Le géant alsacien de l’étanchéité et de l’isolation Soprema (5,14 Mds € de CA en 2024), a inauguré ce 5 février 2026 sa nouvelle unité de production à Beaune. Ce site industriel de pointe de presque 15.000 m2, dédié à la ouate de cellulose, est le deuxième site de production de ce type en France pour le groupe, premier fabricant français de cet isolant biosourcé. Le site côte-d’orien offre à Soprema un écrin idéal pour son process, breveté, de transformation de la glassine (le support sur lequel sont livrées les étiquettes adhésives) en un matériau destiné à la construction qui, au-delà de ses propriétés thermiques supérieures aux laines minérales, résulte d’une fabrication par broyage puis d’adjonction d’additifs, sans utilisation d’eau. Il est aussi durable, puisqu’il conserve ses propriétés sur plusieurs décennies et est réutilisable.
La glassine, relais de croissance stratégique
Depuis 2009, Soprema commercialisait une ouate de cellulose exclusivement fabriquée à partir de papier recyclé, issu notamment de la presse quotidienne.
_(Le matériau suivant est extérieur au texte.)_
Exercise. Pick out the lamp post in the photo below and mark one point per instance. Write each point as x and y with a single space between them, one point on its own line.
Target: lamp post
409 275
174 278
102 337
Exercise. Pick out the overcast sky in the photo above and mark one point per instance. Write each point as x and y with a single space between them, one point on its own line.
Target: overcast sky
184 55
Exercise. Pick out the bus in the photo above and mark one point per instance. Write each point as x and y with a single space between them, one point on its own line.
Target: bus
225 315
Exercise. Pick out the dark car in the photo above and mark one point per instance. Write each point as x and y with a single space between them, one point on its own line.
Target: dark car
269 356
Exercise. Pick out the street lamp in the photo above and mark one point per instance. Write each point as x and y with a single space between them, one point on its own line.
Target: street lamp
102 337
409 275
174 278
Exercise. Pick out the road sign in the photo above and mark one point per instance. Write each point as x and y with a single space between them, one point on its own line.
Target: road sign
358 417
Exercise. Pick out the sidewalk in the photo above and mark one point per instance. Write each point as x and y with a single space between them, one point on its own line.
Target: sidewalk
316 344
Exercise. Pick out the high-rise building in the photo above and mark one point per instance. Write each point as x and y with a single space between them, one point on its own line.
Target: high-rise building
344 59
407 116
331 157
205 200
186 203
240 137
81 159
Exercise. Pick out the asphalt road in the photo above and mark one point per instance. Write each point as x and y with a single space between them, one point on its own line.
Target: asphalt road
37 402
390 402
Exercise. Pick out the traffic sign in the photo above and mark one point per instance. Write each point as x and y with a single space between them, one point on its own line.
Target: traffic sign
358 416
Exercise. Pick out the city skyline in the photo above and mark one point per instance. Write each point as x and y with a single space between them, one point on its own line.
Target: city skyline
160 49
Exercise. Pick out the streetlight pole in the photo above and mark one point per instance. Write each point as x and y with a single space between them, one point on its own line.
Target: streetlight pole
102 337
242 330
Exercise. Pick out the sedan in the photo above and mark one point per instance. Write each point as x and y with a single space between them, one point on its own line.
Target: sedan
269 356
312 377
Mais la baisse drastique de cet approvisionnement a poussé le groupe à chercher un autre relais de croissance. Sa R&D a donc mis au point cette solution inédite à partir de la glassine, que le groupe collecte auprès de presque un millier de fournisseurs français, regroupe en points de massification puis achemine dans son usine de Cestas (Gironde)... et désormais à Beaune.
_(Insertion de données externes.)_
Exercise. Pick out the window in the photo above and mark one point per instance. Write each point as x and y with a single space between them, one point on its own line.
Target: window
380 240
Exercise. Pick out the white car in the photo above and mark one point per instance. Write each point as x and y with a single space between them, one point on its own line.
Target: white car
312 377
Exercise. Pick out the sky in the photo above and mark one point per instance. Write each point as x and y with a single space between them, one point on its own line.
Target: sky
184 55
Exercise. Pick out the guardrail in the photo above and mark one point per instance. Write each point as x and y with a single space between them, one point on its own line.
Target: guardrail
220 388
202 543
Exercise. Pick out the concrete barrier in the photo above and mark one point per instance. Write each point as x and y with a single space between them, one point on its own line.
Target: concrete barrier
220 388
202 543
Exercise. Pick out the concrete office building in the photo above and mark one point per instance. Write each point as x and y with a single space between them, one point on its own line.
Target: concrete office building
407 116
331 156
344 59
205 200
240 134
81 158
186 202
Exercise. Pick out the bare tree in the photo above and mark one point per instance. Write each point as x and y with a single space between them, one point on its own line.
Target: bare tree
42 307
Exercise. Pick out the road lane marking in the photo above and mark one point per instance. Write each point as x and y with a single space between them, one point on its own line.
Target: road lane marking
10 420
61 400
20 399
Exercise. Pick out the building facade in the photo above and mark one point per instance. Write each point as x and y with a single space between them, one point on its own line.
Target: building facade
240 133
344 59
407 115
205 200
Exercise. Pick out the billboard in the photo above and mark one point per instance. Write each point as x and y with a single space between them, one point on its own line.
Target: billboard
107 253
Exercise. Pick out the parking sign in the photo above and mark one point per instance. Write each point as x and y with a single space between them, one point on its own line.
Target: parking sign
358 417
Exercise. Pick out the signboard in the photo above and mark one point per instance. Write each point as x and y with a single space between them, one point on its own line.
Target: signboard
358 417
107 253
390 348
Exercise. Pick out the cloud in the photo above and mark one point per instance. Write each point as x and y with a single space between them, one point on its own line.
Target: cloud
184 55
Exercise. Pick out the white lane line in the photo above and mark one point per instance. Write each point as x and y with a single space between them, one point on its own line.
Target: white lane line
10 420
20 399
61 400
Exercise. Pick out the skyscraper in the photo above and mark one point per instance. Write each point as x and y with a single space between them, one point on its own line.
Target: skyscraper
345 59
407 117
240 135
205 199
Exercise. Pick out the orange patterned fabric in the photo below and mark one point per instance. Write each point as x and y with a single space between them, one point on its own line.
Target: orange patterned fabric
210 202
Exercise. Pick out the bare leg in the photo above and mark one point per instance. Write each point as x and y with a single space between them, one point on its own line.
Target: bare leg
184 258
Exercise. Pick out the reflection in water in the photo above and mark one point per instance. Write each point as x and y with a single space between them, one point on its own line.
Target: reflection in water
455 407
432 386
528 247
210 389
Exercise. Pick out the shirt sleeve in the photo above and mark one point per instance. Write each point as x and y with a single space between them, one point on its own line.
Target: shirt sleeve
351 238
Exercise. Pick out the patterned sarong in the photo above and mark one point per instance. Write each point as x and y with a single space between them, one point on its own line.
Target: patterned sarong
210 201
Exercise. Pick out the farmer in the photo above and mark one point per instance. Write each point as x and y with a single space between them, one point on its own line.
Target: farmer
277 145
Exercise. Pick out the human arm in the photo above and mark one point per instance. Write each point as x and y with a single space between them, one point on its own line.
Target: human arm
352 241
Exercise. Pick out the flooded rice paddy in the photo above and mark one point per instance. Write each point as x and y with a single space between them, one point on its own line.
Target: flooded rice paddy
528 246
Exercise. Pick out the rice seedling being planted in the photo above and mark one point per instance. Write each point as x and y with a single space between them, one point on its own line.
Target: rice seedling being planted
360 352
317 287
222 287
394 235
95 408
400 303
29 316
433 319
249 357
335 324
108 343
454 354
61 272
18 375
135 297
L’implantation des sites Soprema dans deux régions viticoles, fortes utilisatrices d’étiquettes et donc de glassine, est logique, Soprema souhaitant capitaliser sur le sourcing. Le choix de la Bourgogne était stratégique pour le groupe, qui voulait un site propice à desservir la façade Est de la France ainsi que les marchés d’Europe du Nord et de l’Est ; les facilités offertes par Beaune « ainsi que l’aide des élus locaux et de l’État », a insisté Pierre-Étienne Bindschedler, président de Soprema, ont été déterminantes et ont permis à l’Alsacien de disposer d’un foncier en bordure de l’A6. Avec une capacité de production annuelle de 25.000 tonnes, le site de Beaune est présenté par le groupe comme le modèle industriel le plus performant au monde pour la ouate de cellulose. Sa production journalière permet d’isoler environ 160 combles, et évite la mise au rebut d’un déchet, jusqu’ici incinéré ou enfoui, qui coûtait 250 €/ tonne à évacuer aux utilisateurs. Soprema estime à 550.000 tonnes / an, le volume de glassine enfoui ou brûlé en Europe.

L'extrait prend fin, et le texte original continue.